Output from the UK’s construction sites rose more than first thought between April and June as Government schemes spurred on housebuilding.
The Office for National Statistics (ONS) said construction output increased 1.4 per cent on the first three months of the year – up from an initial estimate of 0.9 per cent – although it was still down 0.5 per cent on the second quarter of 2012 as the sector claws slowly out of its trough.
Experts said there was a slight chance the better-than-expected performance could see the ONS revise up its initial estimate of 0.6 per cent growth in gross domestic product (GDP) during the second quarter.
Private sector housebuilding surged 7.6 per cent higher from the weather-hit first quarter and was up 8.2 per cent on the second quarter of 2012, boosted by the state’s Help to Buy and Funding for Lending stimulus schemes.
Work on new social housing soared 12.8 per cent from the first quarter and rose 9.8 per cent on a year earlier.
The official figures also showed construction output dipped 0.7 per cent in June from May, but economists pointed out it followed a 5 per cent month-on-month jump in April.
Howard Archer, chief UK and European economist at IHS Global Insight, said it was “more good news for the UK economy”.
“The construction sector is seemingly increasingly shrugging off its long-term problems and now contributing to growth,” he said.
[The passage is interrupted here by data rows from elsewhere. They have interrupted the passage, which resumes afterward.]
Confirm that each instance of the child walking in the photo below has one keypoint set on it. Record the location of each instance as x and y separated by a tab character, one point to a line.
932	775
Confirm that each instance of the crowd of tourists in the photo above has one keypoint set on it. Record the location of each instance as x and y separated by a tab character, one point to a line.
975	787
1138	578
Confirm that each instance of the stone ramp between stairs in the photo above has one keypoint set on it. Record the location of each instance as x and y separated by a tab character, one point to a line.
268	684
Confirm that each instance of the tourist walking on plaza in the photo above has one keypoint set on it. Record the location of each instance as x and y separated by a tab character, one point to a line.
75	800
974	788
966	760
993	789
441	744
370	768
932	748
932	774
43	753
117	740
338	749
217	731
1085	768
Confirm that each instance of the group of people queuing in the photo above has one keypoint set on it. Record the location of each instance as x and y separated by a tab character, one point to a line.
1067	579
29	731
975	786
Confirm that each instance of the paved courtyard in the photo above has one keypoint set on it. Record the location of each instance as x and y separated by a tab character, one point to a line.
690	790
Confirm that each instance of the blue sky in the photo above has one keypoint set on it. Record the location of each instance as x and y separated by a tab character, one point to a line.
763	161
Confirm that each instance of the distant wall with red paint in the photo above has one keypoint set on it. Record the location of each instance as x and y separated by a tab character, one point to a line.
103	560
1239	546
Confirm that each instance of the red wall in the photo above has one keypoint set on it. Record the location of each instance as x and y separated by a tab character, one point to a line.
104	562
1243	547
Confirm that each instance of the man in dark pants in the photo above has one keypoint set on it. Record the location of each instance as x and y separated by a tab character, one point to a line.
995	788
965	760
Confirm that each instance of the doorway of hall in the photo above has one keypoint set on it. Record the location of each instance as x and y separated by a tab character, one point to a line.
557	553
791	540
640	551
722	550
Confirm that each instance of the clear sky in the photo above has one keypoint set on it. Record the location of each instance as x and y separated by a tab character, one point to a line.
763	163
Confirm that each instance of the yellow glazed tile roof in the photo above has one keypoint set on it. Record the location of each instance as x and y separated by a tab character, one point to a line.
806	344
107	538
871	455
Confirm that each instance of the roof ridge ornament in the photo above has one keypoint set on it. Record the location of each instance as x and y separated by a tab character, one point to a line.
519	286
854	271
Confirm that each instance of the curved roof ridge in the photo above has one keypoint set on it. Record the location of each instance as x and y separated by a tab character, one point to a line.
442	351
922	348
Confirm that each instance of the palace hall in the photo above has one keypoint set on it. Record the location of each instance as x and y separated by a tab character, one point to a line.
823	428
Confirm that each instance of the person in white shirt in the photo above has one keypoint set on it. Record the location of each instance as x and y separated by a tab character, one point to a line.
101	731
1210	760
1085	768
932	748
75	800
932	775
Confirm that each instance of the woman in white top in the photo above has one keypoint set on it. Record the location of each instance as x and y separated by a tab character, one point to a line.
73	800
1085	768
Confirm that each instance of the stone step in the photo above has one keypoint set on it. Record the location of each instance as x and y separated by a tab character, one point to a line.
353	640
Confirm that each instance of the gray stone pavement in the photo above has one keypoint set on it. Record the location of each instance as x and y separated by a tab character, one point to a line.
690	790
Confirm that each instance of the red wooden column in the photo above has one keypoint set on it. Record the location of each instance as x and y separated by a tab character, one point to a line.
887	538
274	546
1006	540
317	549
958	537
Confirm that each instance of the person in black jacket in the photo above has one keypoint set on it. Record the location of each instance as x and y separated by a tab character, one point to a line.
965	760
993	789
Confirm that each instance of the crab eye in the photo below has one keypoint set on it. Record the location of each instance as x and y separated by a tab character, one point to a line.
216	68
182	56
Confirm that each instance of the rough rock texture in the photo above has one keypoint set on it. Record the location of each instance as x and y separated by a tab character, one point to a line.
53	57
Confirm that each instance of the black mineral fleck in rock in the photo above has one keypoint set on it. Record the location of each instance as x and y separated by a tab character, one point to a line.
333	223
The UK’s construction sector weighed on growth for much of the downturn as the slack housing market and slumping spending saw building sites mothballed and thousands of workers laid off.
Its recovery was also hampered by freezing weather in the first three months of the year, which conspired to push construction output to a 12-year low.
But parts of the sector are recovering as Government schemes revive the housing market.